Pushpa Gandhi, 30 ans, a accepté de rencontrer une journaliste du Daily Mail qui a suivi son quotidien. Cette jeune maman vit dans le sud de l’Inde et travaille toute la journée dans une entreprise qui décortique les noix de cajou. L’intérêt grandissant des occidentaux pour ces noix lui permet certes d’avoir du travail, mais les supermarchés font aussi tout pour baisser leurs prix afin de satisfaire de plus en plus de clients. Malheureusement, au début de la chaine, les pauvres travailleurs qui décortiquent les noix dans des conditions de plus en plus déplorables. Au Royaume-Uni, ce sont 17 000 tonnes de noix de cajou qui ont été mangées en 2016, ce qui représente une augmentation de 35% en 4 ans. Et depuis, ce chiffre a encore augmenté.

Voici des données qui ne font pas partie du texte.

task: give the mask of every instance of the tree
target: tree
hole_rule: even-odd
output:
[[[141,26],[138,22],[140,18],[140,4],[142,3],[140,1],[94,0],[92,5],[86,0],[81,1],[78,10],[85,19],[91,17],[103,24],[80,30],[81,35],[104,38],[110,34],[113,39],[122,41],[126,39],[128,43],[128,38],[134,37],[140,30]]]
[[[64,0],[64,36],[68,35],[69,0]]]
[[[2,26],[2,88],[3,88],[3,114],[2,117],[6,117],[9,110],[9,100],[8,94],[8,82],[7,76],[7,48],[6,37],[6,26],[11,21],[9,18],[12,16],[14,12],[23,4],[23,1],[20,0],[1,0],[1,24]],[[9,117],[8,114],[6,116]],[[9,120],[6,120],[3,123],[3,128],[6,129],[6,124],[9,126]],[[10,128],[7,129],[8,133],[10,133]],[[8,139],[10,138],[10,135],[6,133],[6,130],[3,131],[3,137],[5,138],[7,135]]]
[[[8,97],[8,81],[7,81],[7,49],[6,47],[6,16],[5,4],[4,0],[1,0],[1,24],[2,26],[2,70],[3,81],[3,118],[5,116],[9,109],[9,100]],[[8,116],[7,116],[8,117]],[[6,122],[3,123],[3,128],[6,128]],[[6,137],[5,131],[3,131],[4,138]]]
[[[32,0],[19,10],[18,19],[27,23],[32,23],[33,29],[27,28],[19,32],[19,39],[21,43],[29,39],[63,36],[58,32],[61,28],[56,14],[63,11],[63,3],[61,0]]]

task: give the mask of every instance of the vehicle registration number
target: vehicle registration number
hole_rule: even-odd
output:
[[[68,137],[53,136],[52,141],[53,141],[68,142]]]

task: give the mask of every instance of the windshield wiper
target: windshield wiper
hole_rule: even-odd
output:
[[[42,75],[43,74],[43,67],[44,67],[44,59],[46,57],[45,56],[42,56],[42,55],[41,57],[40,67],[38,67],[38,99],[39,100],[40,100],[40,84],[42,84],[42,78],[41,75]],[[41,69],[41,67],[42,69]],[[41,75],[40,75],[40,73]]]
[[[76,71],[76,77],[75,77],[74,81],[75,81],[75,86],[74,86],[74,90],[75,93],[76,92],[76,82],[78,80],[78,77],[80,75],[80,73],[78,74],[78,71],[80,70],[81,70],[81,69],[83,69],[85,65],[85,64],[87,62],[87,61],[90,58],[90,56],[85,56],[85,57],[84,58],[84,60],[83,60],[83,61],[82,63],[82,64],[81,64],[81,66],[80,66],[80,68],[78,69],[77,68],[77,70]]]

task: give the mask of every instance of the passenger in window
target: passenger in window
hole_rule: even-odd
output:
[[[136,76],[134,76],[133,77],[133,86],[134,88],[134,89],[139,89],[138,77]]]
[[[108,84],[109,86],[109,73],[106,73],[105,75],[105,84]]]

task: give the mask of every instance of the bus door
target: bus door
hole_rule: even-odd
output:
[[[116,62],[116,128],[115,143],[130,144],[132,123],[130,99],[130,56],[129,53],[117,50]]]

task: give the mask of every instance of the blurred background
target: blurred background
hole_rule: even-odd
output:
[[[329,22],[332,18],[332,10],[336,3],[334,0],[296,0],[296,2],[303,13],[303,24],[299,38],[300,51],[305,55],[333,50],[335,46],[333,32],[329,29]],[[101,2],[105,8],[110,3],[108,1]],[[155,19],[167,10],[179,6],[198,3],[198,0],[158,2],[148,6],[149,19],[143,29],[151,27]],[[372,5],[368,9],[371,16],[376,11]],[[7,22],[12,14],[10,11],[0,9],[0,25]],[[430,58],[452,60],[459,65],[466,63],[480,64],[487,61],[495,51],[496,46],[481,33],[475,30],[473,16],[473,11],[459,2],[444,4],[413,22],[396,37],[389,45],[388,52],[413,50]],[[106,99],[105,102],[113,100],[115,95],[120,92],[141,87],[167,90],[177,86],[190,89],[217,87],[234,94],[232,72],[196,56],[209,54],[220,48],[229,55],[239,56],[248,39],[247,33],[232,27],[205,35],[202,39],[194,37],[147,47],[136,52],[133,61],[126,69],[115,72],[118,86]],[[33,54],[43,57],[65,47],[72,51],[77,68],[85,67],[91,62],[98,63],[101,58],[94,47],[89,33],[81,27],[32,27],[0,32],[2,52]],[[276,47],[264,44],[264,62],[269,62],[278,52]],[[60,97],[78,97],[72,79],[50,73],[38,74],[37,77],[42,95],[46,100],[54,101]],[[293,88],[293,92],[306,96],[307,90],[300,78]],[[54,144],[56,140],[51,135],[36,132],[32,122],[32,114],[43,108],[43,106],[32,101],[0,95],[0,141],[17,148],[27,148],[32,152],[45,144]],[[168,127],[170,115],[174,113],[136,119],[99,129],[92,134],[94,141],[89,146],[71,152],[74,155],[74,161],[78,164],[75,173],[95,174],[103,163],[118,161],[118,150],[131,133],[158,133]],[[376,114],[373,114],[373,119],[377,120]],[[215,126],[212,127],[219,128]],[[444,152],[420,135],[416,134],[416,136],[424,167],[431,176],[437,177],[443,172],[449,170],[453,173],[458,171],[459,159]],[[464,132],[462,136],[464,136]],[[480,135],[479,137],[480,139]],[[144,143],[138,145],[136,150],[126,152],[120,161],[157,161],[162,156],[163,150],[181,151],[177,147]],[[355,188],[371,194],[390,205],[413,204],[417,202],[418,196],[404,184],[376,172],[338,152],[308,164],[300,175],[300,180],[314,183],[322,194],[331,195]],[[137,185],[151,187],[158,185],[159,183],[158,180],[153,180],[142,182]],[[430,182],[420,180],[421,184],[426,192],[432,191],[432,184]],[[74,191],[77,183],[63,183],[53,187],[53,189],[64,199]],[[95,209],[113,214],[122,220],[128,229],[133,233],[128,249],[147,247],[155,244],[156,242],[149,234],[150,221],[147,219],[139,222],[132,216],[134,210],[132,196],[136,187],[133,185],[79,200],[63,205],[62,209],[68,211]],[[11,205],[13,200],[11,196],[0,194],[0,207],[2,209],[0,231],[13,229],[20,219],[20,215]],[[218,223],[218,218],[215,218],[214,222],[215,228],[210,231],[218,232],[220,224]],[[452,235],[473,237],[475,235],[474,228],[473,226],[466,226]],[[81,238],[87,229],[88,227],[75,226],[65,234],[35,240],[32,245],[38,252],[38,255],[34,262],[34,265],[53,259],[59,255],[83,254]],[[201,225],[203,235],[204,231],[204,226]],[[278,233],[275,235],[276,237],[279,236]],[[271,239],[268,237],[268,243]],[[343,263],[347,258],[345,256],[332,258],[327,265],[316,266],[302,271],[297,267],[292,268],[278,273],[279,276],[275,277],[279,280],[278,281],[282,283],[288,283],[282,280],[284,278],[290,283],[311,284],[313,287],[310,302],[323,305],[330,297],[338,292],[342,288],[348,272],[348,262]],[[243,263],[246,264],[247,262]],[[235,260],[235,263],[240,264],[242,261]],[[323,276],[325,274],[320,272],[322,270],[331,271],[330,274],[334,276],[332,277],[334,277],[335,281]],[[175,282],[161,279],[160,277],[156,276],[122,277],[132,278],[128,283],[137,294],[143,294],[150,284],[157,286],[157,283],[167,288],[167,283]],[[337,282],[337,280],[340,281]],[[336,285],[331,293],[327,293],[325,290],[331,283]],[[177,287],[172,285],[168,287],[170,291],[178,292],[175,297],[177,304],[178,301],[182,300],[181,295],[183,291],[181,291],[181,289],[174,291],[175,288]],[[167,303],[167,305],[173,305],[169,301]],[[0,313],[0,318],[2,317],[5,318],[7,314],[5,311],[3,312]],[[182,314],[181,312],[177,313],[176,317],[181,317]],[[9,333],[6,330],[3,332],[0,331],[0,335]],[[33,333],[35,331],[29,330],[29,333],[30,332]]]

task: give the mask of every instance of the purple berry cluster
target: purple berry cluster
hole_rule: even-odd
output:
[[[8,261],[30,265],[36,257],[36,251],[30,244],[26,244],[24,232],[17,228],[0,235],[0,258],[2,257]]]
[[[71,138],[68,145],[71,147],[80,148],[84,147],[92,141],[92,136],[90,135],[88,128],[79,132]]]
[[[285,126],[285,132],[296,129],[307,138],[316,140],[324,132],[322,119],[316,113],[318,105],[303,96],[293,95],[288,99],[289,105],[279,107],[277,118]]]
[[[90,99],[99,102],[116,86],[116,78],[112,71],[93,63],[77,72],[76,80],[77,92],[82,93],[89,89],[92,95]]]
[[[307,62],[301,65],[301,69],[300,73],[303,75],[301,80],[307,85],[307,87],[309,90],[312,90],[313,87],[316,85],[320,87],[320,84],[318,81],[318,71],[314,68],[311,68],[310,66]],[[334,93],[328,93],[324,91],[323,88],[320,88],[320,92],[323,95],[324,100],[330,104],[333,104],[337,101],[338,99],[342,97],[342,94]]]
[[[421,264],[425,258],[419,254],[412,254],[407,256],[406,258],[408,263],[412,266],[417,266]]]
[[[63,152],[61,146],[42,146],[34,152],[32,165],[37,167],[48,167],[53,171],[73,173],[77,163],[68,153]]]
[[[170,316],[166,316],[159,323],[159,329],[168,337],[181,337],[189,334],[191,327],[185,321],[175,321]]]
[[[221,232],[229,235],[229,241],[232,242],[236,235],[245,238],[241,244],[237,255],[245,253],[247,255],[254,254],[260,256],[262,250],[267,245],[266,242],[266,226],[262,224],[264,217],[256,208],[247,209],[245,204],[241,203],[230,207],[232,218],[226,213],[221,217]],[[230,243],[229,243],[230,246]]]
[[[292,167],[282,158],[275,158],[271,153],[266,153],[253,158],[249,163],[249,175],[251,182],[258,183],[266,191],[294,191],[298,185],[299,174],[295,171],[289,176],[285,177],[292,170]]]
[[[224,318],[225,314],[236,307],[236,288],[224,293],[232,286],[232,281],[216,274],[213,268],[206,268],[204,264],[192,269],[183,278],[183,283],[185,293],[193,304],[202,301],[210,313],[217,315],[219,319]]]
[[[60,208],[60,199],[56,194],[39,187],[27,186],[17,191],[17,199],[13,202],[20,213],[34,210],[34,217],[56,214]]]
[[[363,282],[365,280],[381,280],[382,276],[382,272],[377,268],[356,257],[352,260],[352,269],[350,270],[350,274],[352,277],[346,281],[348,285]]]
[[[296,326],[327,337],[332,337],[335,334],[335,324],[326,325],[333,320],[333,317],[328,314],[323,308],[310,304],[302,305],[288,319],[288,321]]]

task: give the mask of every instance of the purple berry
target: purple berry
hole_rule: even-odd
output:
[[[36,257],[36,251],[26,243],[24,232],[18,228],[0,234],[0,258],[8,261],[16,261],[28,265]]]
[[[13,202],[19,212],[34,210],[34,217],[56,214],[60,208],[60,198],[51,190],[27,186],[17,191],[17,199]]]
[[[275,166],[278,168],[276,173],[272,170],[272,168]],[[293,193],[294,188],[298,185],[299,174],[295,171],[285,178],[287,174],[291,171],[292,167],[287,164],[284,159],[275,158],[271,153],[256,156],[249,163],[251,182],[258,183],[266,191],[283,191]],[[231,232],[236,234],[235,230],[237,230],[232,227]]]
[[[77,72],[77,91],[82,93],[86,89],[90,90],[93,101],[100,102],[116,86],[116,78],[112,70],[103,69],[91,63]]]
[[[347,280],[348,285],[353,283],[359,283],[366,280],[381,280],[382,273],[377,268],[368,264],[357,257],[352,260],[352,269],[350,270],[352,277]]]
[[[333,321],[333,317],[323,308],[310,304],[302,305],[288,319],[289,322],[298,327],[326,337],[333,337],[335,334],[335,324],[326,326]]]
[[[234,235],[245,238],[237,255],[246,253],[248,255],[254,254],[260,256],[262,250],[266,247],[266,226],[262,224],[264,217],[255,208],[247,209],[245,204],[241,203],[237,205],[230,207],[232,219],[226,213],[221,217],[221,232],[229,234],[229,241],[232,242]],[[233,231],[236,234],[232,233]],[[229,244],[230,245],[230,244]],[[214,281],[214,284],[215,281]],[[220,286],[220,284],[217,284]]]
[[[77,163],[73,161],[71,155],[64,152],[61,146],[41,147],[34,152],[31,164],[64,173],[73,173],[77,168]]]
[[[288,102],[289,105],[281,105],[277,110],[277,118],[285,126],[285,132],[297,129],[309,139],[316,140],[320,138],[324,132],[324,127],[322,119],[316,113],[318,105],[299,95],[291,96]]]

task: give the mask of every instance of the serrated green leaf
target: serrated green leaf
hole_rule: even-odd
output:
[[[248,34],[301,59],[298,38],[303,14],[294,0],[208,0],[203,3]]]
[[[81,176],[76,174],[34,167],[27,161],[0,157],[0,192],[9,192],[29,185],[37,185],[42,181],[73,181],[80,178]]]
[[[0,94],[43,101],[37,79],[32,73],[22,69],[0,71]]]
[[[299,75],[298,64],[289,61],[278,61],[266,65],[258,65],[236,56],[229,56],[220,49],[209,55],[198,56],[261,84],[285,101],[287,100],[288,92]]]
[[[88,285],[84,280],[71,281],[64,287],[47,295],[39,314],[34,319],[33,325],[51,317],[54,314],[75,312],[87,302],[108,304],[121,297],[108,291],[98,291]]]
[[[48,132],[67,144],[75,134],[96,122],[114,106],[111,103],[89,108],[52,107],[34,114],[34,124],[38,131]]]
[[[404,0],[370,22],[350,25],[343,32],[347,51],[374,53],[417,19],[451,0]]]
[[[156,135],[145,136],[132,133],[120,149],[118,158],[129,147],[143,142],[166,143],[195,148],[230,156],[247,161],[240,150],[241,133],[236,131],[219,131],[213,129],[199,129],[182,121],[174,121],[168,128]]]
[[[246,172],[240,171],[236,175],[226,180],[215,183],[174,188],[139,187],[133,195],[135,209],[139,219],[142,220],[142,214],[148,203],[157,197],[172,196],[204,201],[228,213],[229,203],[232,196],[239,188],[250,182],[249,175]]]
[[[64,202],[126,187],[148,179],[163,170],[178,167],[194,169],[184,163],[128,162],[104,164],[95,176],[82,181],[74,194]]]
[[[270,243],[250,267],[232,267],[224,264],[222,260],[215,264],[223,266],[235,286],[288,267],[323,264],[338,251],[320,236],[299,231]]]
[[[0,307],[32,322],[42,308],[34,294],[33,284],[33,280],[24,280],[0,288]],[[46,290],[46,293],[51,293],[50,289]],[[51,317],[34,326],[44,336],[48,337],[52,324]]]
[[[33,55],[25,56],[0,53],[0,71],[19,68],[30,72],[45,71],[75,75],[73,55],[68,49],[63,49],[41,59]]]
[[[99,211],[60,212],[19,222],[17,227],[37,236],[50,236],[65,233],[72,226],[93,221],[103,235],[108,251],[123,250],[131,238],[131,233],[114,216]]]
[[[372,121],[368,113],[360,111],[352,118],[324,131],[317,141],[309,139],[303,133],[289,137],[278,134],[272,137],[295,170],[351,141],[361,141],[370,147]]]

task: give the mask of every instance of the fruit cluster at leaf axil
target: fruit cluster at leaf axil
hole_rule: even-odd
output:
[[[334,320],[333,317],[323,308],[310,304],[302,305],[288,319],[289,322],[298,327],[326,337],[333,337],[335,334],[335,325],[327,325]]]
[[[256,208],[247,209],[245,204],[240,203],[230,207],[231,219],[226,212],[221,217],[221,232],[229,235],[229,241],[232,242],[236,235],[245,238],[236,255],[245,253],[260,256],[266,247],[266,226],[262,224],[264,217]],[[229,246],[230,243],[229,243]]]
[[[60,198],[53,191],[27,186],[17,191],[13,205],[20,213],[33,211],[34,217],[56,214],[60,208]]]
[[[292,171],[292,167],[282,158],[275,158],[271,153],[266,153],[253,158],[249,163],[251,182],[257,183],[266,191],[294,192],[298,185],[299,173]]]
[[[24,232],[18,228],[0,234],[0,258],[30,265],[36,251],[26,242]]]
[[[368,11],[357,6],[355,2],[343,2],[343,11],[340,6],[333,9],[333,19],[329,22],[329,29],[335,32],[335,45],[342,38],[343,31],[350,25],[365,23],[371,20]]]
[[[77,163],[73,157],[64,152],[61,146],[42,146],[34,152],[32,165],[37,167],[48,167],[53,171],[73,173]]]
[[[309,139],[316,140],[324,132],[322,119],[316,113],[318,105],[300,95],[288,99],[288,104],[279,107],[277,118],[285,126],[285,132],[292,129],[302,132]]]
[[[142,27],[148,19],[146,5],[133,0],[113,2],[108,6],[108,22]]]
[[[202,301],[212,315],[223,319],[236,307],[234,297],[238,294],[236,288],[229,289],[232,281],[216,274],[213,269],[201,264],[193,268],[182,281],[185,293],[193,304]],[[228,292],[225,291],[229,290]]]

Certains régimes alimentaires favorisent la consommation des noix de cajou

L’augmentation du véganisme joue un rôle dans cet intérêt grandissant pour ce fruit sec. Mais il n’est pas le seul responsable. Tous les Occidentaux qui pensent faire du bien à leur corps se dirigent vers des aliments plus sains et sont en demande de ce genre d’aliments. Ainsi, même les grands fabricants imaginent des barres chocolatées dans lesquelles ils mettent des noix, des fruits secs. Les salades préparées comprennent aussi des noix de cajou et même les alternatives végétaliennes aux laits utilisent des noix. On trouve des laits végétaux aux amandes, aux noisettes, au riz et aux noix de cajou, sans compter les produits dérivés comme les crèmes à la vanille ou chocolatées fabriquées à base de noix. Il est vrai que les noix de cajou sont une bonne source naturelle de protéine, de magnésium, de potassium, de fer, de zinc et d’acides gras saturés. Pourtant, les noix de cajou cachent un secret honteux : leur production.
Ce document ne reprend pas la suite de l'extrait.